BOSTON — They are the body’s natural big guns when it comes to COVID-19: neutralizing antibodies that should, in theory, kill off the coronavirus.
But new research suggests it doesn’t take long after an infection for those antibodies to retreat -- and that may have implications for long-term immunity to COVID-19.
South Korean scientists looked at around 20 symptomatic and asymptomatic coronavirus patients. They found all had developed neutralizing antibodies two months after infection, but the symptomatic group had a higher amount or titer than the asymptomatic group.
But by five months, levels in both groups had declined.
Between the two groups combined, the mean antibody titer dropped from 219 to 143.
The research appears in the Centers for Disease Control and Prevention publication Emerging Infectious Diseases.
“I wouldn’t say that loss of neutralizing antibodies means those people are all ready to be re-infected,” said Epidemiologist Marc Lipsitch, DPhil., director of the Center for Communicable Disease Dynamics at Harvard School of Public Health. “Whether someone who once had neutralizing antibodies and no longer does has totally lost protection -- it’s unlikely that they’ve totally lost protection. But also it’s possible they’ve lost some of their protection.”
And to some extent, a drop in neutralizing antibody levels with COVID-19 is not surprising. Its predecessor coronaviruses, SARS and MERS, also seemingly left, over time, little in the way of immunological evidence of infection.

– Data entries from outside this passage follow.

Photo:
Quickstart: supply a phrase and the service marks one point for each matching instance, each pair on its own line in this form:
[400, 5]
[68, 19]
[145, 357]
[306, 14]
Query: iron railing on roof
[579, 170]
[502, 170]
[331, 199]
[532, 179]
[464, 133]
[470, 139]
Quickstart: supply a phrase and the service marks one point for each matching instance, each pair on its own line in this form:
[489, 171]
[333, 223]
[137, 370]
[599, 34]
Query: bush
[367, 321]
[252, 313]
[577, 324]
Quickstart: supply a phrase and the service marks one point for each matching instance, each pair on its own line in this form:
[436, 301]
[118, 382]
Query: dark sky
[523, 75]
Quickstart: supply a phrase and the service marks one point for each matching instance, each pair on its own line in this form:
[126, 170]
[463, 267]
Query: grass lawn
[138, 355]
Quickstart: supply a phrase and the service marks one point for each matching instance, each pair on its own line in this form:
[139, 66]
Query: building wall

“It could be that there’s (SARS and MERS) antibody present but it’s just that it’s not detectable with the tests we can use to detect them,” said David Walt, PhD, a faculty member at Harvard Medical School and in the Department of Pathology at Brigham and Women’s Hospital. “It’s not that they’re not there, necessarily. It may be that they’re at really low levels.”
If that is the case, Walt said the potential remains for a healthy immune response on rechallenge with the virus.

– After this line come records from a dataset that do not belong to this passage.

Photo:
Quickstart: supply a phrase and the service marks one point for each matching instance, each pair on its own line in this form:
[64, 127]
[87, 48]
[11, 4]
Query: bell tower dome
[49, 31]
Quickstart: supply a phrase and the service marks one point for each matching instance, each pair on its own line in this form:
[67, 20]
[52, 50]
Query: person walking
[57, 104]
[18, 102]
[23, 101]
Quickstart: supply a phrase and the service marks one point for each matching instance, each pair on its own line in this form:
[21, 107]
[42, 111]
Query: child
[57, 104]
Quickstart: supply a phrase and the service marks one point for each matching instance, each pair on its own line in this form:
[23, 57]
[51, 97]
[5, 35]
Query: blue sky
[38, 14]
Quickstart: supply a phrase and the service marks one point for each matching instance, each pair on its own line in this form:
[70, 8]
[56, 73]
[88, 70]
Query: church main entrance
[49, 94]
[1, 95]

Walt said it’s important to remember the immune system has other options to respond to foreign invaders... including memory B-cells and T-cells which attack virus-infected cells, so even with limited antibodies an immune response is possible.
And what hasn’t even been determined yet is the importance of low antibody levels to COVID-19.
“It’s still unknown whether there’s a correlation between low levels of antibodies and a lack of protection,” Walt said.